P(w|v) = C(v,w) + α/C(v) + αv

Question 6

Q

What methodology can be used to optimise α for α-smoothing?

Answer

A

validation testing.

Split the dataset into a training set, validation set and test set. Train models with various values for the parameter α and then report their result on the validation set. The selected value for α of the model with the best score on the validation set is used on the test set to report the overall performance of the model.

Question 7

Q

Advantage and disadvantage of using n-grams with large n

Answer

A

high-order N-grams are sensitive to more context, but have sparse counts

Question 8

Q

Advantage and disadvantage of using n-grams with low n

Answer

A

low-order N-grams consider only very limited context, but have robust counts for maximum-likelihood estimation.

Question 9

Q

What is interpolation?

Answer

A

Composing a higher order n-gram of lower order n-grams in a mixture model. So for example:

P_I(w₃|w₁,w₂) = λ₁P₁(w₃) + λ₂P₂(w₃|w₂) + λ₃P₃(w₃|w₁,w₂)

Where Σ_iλ_i = 1

Question 10

Q

What is a “mixture model”?

Answer

A

Any weighted combination of distributions

Question 11

Q

What is any weighted combination of distributions?

Answer

A

A mixture model

Question 12

Q

What is Kneser-Ney smoothing? How is it done?

Answer

A

A smoothing technique for n-grams.

Replace the raw counts of each vector with the count of their distinct histories.

This is given by N₁₊(•w_i) = |{w_i-1:c(w_i-1,w_i) > 0}|

So instead of

P_ML(w) = Count(w_i)/Σ_iCount(w_i)

We have

P_KN(w_i) = N₁₊(•w)/ Σ_iN₁₊(•w_i)

Question 13

Q

What are using smoothing techniques equivalent to?

Answer

A

Bayesian estimation.

Using alpha-smoothing is the same as using a Dirichlet prior

Using Kneser-Ney smoothing is the same as using a Pitman-Yor prior

Question 14

Q

What would we use if we wanted to construct a model that captures semantic similarities between words/sentences?

Answer

A

Word embeddings (also called distributed word representations)

Question 15

Q

An advantage of an n-gram LMs to a distributed LMs

Answer

A

They are much quicker to compute

Question 16

Q

What problems do interpolation and back-off solve?

Answer

A

Previous smoothing operations assign equal probability to all unseen events.

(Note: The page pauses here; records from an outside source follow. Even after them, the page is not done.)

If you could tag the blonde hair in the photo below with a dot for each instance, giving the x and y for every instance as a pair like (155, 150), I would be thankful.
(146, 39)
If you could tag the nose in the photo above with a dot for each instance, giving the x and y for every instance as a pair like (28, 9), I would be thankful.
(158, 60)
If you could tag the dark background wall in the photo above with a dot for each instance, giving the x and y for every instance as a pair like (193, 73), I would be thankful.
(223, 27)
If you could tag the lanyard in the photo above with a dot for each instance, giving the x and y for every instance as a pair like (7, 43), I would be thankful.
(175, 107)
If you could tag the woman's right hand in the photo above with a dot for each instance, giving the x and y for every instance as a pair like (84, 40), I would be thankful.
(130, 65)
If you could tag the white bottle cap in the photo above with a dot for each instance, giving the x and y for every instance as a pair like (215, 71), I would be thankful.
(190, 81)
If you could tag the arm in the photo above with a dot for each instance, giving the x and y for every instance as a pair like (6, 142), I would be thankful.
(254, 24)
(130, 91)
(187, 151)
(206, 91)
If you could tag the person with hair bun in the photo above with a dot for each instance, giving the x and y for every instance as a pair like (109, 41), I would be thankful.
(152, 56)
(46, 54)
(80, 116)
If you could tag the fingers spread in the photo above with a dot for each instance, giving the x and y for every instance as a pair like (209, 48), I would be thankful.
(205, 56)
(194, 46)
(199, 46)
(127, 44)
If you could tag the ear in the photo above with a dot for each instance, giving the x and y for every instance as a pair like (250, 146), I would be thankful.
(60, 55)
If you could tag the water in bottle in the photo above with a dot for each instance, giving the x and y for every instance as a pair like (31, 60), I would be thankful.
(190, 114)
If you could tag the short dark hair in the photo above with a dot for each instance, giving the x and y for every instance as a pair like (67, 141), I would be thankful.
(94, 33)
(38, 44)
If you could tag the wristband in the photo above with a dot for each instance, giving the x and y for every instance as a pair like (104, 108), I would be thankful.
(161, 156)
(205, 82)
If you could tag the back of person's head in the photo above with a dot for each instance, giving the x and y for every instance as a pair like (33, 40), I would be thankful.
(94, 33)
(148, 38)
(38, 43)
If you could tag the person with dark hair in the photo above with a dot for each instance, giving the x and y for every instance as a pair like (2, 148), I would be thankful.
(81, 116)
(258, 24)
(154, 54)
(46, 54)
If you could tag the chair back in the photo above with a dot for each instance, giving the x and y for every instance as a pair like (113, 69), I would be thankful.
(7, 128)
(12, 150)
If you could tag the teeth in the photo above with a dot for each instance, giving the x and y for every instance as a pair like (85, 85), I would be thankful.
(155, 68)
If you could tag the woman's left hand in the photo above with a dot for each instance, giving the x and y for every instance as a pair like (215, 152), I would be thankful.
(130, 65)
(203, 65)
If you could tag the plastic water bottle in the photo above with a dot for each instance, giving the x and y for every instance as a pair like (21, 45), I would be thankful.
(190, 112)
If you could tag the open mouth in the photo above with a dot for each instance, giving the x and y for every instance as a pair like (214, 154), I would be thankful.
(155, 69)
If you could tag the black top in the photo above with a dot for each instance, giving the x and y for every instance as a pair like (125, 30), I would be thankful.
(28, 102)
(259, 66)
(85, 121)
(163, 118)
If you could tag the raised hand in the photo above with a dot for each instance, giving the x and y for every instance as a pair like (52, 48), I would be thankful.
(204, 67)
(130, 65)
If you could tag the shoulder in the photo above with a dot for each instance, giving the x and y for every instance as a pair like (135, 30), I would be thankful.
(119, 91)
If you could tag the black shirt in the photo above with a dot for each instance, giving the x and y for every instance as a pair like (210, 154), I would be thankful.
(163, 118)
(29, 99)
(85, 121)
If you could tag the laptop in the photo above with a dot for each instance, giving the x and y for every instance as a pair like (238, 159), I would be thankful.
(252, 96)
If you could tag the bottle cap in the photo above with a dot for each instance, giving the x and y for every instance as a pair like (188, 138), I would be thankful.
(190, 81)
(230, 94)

Intuition: We have information about potential unseen sequences because we may create lower-order n-grams.

Question 17

Q

Pro and cons of lower vs higher-order n-grams

Answer

A

Higher-order n-grams are sensitive to more context, however they are less robust and have sparser counts.
Lower-order n-grams are more robust and have larger counts but are less sensitive to context.

Question 18

Q

Differene between backoff and interpolation

Answer

A

There are two ways to use this N-gram “hierarchy”, backoff and interpolation.

In backoff, if we have non-zero trigram counts, we rely solely on the trigram counts. We only “back off” to a lower order N-gram if we have zero evidence for a higher-order N-gram.

By contrast, in interpolation, we always mix the probability estimates from all the N-gram estimators, i.e., we do a weighted interpolation of trigram, bigram, and unigram counts.